The plot below is colored by games won - the tournament winner will appear as yellow. The spread of teams is quite variable year to year. Notably, the tournament that the 1985 Villanova team won as a heavy underdog has less spread in the competition than other years. But interestingly, this model suggests that the 1988 tournament had even less spread and relative to the rest of the field the 1988 Kentucky team may have been an even bigger underdog.

#collapse_hide
## create slider
select_year = alt.selection_single(
    name='select', fields=['Season'], init={'Season': 1985},
    bind=alt.binding_range(min=1985, max=2019, step=1))

colorBy = alt.Color('TourneyWins:Q', scale=alt.Scale(scheme='viridis',reverse=False))
orderBy = alt.Order('TourneyWins:Q', sort='ascending')
base, chart1, chart2 = plot_comparison( df,colorBy, orderBy, axis_ranges)
base = base.add_selection(select_year).transform_filter(select_year)

base.encode(*chart1)  | base.encode(*chart2)

What would the 2020 tournament have looked like?

The plot below suggests that the four strongest teams from these metrics are Gonzaga, Kansas, Dayton, and Duke. However, we've already established that the embeddings alone are not enough to predict winners - we need a more detailed model to do that. Nonetheless, it is interesting to scan which teams this model has in it's top 50 or so. This year had some surprising teams and some of the names in the chart might surprise you! I will try to include the 2020 teams in future analyses since we missed out on what could have been a very exciting tournament this year.

#collapse_hide
colorBy = alt.Color('TeamName:N')
axis_ranges = [[-80,90],[-80,70],[-30,30],[0,1]]
orderBy = alt.Order('Upset:N', sort='ascending')
base, chart1, chart2 = plot_comparison( df2020, colorBy, orderBy, axis_ranges)

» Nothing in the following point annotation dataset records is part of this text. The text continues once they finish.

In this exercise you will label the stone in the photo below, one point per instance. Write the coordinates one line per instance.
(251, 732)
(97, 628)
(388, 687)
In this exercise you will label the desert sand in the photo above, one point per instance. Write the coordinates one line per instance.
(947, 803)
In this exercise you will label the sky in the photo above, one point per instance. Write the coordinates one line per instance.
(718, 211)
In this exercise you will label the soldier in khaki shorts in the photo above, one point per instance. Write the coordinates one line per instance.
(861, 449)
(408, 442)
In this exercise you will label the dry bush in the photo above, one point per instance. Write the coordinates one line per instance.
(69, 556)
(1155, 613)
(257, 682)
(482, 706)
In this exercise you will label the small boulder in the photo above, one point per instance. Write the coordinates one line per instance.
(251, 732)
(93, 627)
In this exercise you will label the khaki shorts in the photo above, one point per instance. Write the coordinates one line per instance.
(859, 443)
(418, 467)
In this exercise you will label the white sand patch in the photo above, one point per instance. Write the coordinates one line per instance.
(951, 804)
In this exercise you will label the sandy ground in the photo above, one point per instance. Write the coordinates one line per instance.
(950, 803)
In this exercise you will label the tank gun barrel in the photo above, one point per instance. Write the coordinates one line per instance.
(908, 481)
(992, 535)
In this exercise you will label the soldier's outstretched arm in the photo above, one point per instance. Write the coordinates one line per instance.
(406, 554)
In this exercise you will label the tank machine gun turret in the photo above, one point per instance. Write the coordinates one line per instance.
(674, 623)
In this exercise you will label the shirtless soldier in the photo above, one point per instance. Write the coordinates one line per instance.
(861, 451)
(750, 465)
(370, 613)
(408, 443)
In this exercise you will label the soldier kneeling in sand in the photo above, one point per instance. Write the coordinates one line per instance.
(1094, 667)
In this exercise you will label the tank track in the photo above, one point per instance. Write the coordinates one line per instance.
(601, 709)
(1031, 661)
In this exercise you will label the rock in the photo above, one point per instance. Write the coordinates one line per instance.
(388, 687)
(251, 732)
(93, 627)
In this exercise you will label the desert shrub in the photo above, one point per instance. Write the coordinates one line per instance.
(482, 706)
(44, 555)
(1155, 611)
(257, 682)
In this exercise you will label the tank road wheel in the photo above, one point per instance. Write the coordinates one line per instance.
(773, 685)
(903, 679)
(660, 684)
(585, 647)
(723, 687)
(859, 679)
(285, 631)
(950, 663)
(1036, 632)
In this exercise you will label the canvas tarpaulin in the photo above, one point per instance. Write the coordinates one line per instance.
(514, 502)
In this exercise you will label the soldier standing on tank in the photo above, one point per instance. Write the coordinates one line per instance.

base.encode(*chart1)  | base.encode(*chart2)

Conclusions

The embeddings appear to have learned which teams are better and which are worse. It seems that they are a better representation of team skill than simply aggregating the statistics used in model training (wins and point differentials). This post shows a quick example of the uplift that using these embeddings as features can provide to a simple tournament mode. The model could be easily generalized to more advanced statistics, but it remains to be seen if embeddings can outperform more complex features. I'll test this in a future post and would be surprised if this concept doesn't find its way into my 2021 NCAA Tournament models.